I doubt there is any actual procedural generation going on at all. Procedural generation means that the objects (outposts, POIs, rocks, anything) would be placed based on artist defined rules and using a random seed, so for example don't place chairs unless they are close to a table, don't place a table unless its in a room, etc etc.
What I've seen from Starfield is that the wilderness cells place objects based on a biome using a blue noise distribution, for those who don't know, blue noise is a type of random noise that is used for its ability to generate uniformly, where as fully random ends up clumping together due to the bell curve of probability.

Blue noise is pretty useful for random things that need a uniform coverage, its used for raytracing sampling due to this, and I've seen it used for basic forest tree distribution, but it needs a high enough density or else it looks very fake, but it seems like Bethesda just used it without any thought and as a result all the distributed random rocks and trees are very artificially assembled because they are low density. Probably because the engine would throw a fit if it has too many references in a cell.

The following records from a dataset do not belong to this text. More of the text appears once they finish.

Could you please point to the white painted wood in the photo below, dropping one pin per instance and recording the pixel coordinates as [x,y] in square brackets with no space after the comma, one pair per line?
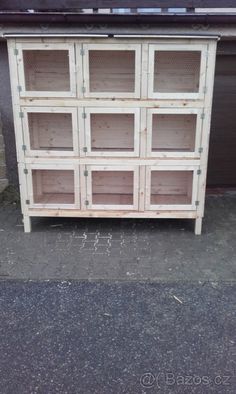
[112,132]
[123,173]
[175,132]
[198,226]
[113,214]
[57,54]
[171,82]
[53,186]
[206,124]
[50,132]
[27,223]
[122,184]
[175,187]
[112,70]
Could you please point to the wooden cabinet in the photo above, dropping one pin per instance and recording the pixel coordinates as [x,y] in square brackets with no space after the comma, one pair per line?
[112,127]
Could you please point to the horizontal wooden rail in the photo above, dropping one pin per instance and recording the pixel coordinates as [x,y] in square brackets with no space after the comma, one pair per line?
[62,5]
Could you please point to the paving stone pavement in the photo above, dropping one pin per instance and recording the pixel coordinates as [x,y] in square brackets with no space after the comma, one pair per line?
[123,249]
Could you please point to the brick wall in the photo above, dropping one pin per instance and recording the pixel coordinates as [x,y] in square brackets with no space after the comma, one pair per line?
[3,178]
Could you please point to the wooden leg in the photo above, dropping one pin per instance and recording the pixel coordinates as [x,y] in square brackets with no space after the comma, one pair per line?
[198,226]
[27,224]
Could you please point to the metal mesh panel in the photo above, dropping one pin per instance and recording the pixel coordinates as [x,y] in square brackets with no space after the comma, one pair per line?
[171,187]
[53,186]
[176,71]
[112,71]
[50,131]
[46,70]
[112,132]
[112,187]
[173,132]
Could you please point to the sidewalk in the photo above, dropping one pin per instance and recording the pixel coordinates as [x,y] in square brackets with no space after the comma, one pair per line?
[121,249]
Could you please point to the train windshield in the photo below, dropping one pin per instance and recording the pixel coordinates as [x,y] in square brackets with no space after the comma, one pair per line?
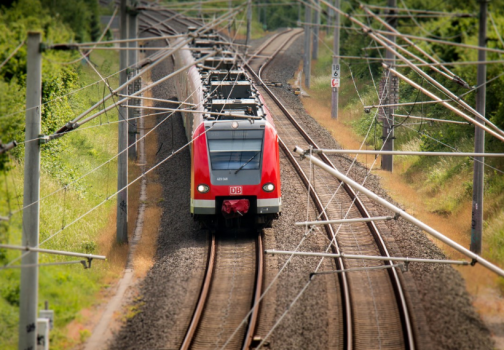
[235,149]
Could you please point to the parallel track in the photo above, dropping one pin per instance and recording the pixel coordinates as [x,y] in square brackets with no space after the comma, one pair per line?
[389,326]
[232,285]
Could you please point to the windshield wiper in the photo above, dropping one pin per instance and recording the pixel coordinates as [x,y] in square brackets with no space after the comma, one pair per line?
[248,161]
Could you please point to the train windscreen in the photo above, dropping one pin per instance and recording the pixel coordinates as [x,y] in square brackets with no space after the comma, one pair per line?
[235,150]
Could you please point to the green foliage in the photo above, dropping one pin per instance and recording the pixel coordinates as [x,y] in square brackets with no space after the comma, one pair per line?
[67,288]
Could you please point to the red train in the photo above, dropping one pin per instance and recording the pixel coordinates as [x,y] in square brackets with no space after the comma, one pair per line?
[235,163]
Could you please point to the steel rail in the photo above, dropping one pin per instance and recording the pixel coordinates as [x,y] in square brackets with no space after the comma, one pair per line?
[393,274]
[247,343]
[264,45]
[340,264]
[198,312]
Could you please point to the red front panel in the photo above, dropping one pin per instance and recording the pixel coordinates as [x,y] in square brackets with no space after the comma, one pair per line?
[270,169]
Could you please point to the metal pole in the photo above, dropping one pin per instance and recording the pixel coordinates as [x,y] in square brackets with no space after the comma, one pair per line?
[28,299]
[479,138]
[447,105]
[402,213]
[249,21]
[392,97]
[132,60]
[316,30]
[306,56]
[122,160]
[334,97]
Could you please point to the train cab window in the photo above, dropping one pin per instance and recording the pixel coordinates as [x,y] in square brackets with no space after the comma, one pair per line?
[233,150]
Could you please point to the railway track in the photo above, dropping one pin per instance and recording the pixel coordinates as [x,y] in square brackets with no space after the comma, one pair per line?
[375,309]
[374,304]
[232,285]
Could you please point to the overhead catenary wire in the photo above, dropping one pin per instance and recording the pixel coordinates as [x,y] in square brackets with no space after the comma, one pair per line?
[12,54]
[308,230]
[95,44]
[113,195]
[74,123]
[116,155]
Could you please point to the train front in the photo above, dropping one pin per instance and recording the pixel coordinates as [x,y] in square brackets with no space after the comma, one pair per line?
[236,164]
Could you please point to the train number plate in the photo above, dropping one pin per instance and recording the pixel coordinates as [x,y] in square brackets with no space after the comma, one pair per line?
[235,190]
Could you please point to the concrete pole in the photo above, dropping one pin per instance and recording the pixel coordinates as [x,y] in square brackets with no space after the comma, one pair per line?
[122,160]
[329,18]
[479,138]
[334,97]
[132,59]
[299,12]
[230,18]
[31,215]
[316,30]
[306,56]
[387,162]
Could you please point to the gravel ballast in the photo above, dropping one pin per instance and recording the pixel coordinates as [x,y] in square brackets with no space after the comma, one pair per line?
[168,293]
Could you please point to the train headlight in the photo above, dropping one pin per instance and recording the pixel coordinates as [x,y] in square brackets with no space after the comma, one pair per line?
[269,187]
[203,188]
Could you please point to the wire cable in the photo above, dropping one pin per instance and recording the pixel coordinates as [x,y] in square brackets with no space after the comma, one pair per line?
[12,54]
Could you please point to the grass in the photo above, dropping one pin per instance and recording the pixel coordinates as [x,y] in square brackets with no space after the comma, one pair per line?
[70,288]
[441,185]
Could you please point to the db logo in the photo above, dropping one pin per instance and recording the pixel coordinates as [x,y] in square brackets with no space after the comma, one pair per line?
[235,190]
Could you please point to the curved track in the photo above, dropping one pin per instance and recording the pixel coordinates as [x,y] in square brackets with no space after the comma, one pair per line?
[376,311]
[232,285]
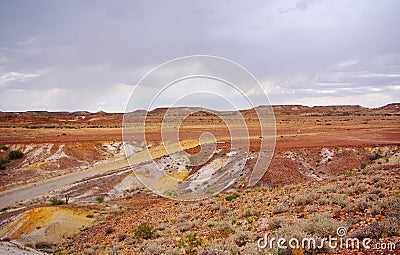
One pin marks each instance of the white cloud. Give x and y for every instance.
(20, 77)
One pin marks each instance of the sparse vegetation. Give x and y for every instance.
(145, 230)
(99, 199)
(56, 201)
(15, 154)
(231, 197)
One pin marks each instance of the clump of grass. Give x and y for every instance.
(14, 154)
(109, 230)
(145, 230)
(43, 245)
(99, 199)
(231, 197)
(280, 208)
(56, 201)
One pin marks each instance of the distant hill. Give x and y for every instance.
(81, 119)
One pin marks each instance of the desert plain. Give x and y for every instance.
(73, 191)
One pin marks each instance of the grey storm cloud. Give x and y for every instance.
(89, 55)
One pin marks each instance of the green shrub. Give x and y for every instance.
(99, 199)
(56, 201)
(280, 208)
(14, 154)
(4, 161)
(43, 245)
(231, 197)
(145, 230)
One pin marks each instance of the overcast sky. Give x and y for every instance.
(89, 55)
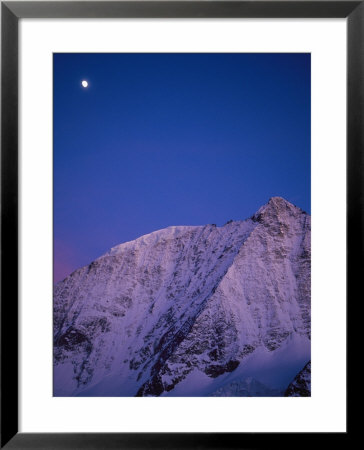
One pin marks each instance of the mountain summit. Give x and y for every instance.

I don't see any procedural rules at play here, you can see a few different assembly types being spread evenly, close up its ok, but at a distance it becomes very obvious. It seems like the POIs that get distributed are poorly blended onto the heightmap with a basic blur or something, probably 1 per cell and thats why they are so far apart. A proper procedural game would have layers to each POI, for example, Star Citizen generates the layout of a station using artist defined parameters and hand placed layouts, then they run another generator on that basic layout and it fills in kitbash details based on defined rules and shapes, like place doorways in doorways, add supports to overhangs, etc, then they run another detail pass on top of that and can then do hand placed details if required. Because its all systems layered non destructively they can change the random seed for each one and get different results but still keep the same underlying level. I think there are videos on the Star Citizen channel that cover this stuff, and its a major part of Houdini, Horizon Zero Dawn's entire world was built with artist driven systems like this, and Death Stranding by extension. This is a very standard workflow these days with how detailed games and CGI are, its not possible for an artist to assemble that much by hand. Blender added this sort of workflow with Geometry nodes a few years ago, Unreal just got tools for it in 5.3, Houdini has been around for years.
Starfield does not do any of this, probably because the engine would throw a fit, just look at the hacked together system for the Skyrim Hearthfire houses, and the dungeons are not assembled on a grid like Fallout 4, so they can't use the settlement stuff for it. So they are probably incapable of any of these layered random systems and just drop premade cells into noise heightmaps and call that procedural generation. This is further proven by the placement of everything being the exact same between the same POIs.
I see a lot of people saying to stop blaming the engine, and that Bethesda upgraded it and that 'gamers dont know how engines work', but all of this, the lack of procedural generation, the world size limits, the loading cutscenes, the awful space cells, the cell loading entirely, its all because the engine literally cannot do any of these things, so Bethesda cheats and half asses everything. The entire game was held back by the engine, so much of what they wanted to do is just impossible, but they will never actually change anything because they are complacent.